I finally got home with her that afternoon, where my SIL took over so I could go fall into a well earned sleep deprivation coma.  Keep in mind, Mama always managed to wake and function as if nothing out of the ordinary had happened.  Never remembered a thing.  Never felt more tired than usual.  They are sitting at the kitchen table, having some lunch and my mother says, "where's Susan?"

my SIL explained that I was really tired after having no sleep for 3 nights in a row at the hospital, and that I'd gone to get some rest.  Mom's eyes went big as saucers and she gasped "OH NO!!!!  Who's in the hospital???"

  • Love 3

You're not too old to be attached to your parents. Especially if you had them for that long.

I always thought it must be so hard to lose your parents when you are older - my Mother died when I was 17, and altough this has left me with my own issues, I do think it's somewhat easier at that age.

In fact, today is the 30th anniversary of her death. Seems hardly credible.

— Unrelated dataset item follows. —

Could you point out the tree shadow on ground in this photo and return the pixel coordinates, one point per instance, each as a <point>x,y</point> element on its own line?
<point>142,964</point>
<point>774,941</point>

Do whatever feels good for you and to hell with what other people may think

  • Love 7

I am an oddball I guess. My mother died in 1977.  I was very sad at the time.  I was also going through a divorce I didn't want.  So my energy was focused on that grief.  I didn't really grieve for my mother til later.  But, so much time has gone by, and I didn't live close to her for about 9 years before she died, and there was no email and phone calls were expensive, that my day to day didn't change all that much.  I think about her, but, don't really "miss" her in the sense that some of you others feel.  My father died about 8 years ago.  He never liked me. Really.  Eventually I got to not like him either.  He loved my children, luckily enough and was a good grandfather to them.  He only once asked me to come visit him, when he was dying.  I did.  He seemed happy enough to see me.  So, bittersweet.  My children miss him more than I do.  

HFC, I got my Sweet Potato Queen books out last night and your writing reminds me so much of Jill Connor Browne!  I think you have a future in the literary field!!!!